23 de novembro de 2024

Encontro de notáveis — Parte IV

Lentamente o professor Caraíba abriu os olhos. As paredes do banheiro não se mexiam mais. Novamente sentiu o sangue circulando em suas veias. O coração bateu acelerado. Controlou a respiração. Sentiu-se vivo outra vez. 

Fez um esforço grande, mas levantou-se. Tateando com as mãos, caminhou de volta para o quarto. É verdade que as pernas ainda estavam um pouco bambas, mas caminhou. Caiu na cama como um morto.

Depois de um longo sono, o professor Caraíba tocou o rosto e as pernas para certificar-se de que estava tudo bem. Repetiu o gesto umas três vezes. Mas não. Tudo parecia ter voltado ao estado natural de antes. Inspirou e respirou, aliviado! 

Somente uma coisa não havia mudado: a mente do professor Caraíba. Na escuridão do quarto, os seus pensamentos eram mais escuros que a própria noite. — “Meu Deus do céu, o que está acontecendo comigo?”.

O professor Caraíba vivia sozinho há anos naquele apartamento. Não tinha esposa e nem filhos. Não exista ninguém para ajudá-lo. Tirando o seu amigo Hermes, um gato da raça siamês, que dormia placidamente no outro lado da cama, não existia outro ser vivo no quarto, ou havia?

Tudo estava em silêncio. Um silêncio pesado. Foi à amante do filósofo alemão Heidegger que começou a falar: — “Uma vida sem pensamento é totalmente possível, mas ela fracassa em fazer desabrochar sua própria essência – ela não é apenas sem sentido; ela não é totalmente viva. Homens que não pensam são como sonâmbulos” — Hannah Arendt. E completou: — “Em nome de interesses pessoais, muitos abdicam do pensamento crítico, engolem abusos e sorriem para quem desprezam. Abdicar de pensar também é crime”.

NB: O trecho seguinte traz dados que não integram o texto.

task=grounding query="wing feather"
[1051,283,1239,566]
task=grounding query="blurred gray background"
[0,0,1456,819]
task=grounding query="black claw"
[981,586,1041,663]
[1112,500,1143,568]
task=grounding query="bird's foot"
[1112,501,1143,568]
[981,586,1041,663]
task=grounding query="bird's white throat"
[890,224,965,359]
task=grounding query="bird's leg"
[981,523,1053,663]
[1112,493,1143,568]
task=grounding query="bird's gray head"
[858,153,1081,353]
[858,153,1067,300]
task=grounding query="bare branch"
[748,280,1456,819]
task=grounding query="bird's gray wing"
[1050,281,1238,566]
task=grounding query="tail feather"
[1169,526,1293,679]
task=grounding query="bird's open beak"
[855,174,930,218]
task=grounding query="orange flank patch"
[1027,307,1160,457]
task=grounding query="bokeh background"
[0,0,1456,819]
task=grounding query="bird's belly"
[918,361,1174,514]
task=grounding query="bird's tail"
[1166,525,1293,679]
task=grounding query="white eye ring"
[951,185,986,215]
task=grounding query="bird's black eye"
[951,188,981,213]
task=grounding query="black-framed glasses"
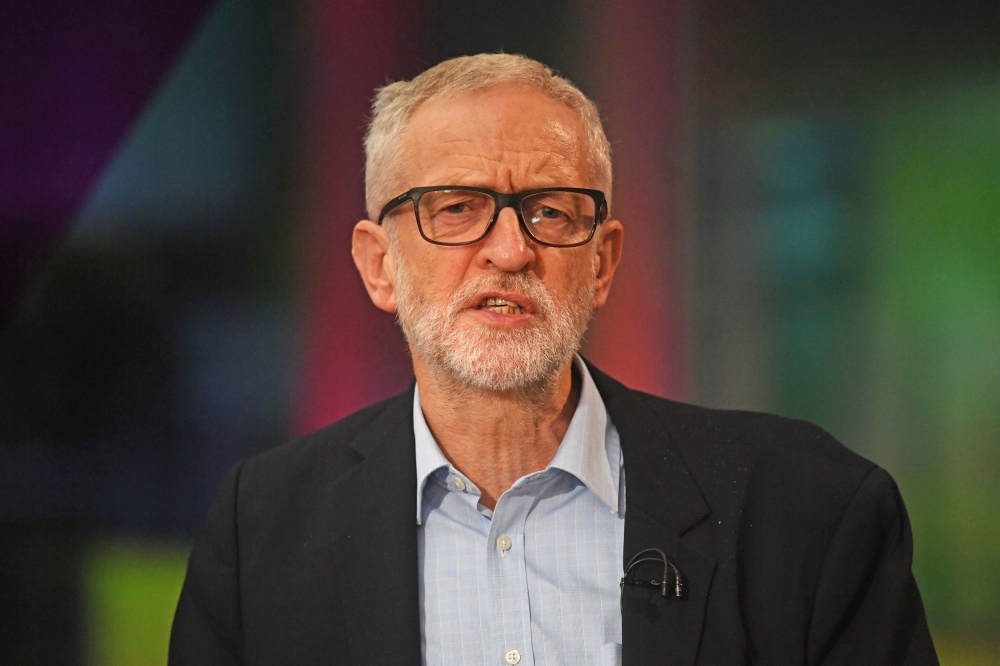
[378,185,608,247]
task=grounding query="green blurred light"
[83,540,189,666]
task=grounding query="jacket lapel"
[331,388,421,666]
[588,363,715,666]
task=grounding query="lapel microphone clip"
[619,548,687,601]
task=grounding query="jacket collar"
[331,362,715,666]
[590,366,715,666]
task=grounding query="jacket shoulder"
[240,389,413,494]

Simone de Beauvoir, pedindo a palavra, disse: — “É pelo trabalho que a mulher vem diminuindo a distância que a separava do homem, somente o trabalho poderá garantir-lhe uma independência concreta”; “O fato de que sou escritora: uma mulher escritora, não uma dona-de-casa que escreve, mas alguém cuja existência, em sua totalidade, é comandada pelo ato de escrever”; “Ninguém nasce mulher: torna-se mulher”. E concluiu: — “Que nada nos defina, que nada nos sujeite. Que a liberdade seja a nossa própria substância, já que viver é ser livre”. 

— “Em minha casa, tudo tem sentido, tudo me traz referências. Gosto de comprar coisas e arrumá-las em torno de mim. Assim, quando me perco, a casa me situa”; “O Homem precisa de algum conhecimento para sobreviver, mas para viver precisa da arte”; “Tudo que nasce tende a morrer para que a vida continue. É porque sabemos que vamos morrer que temos urgência de viver”; “A dor da alma nada mais é do que seus limites se rasgando para caber mais mundo” — discursou Viviane Mosé.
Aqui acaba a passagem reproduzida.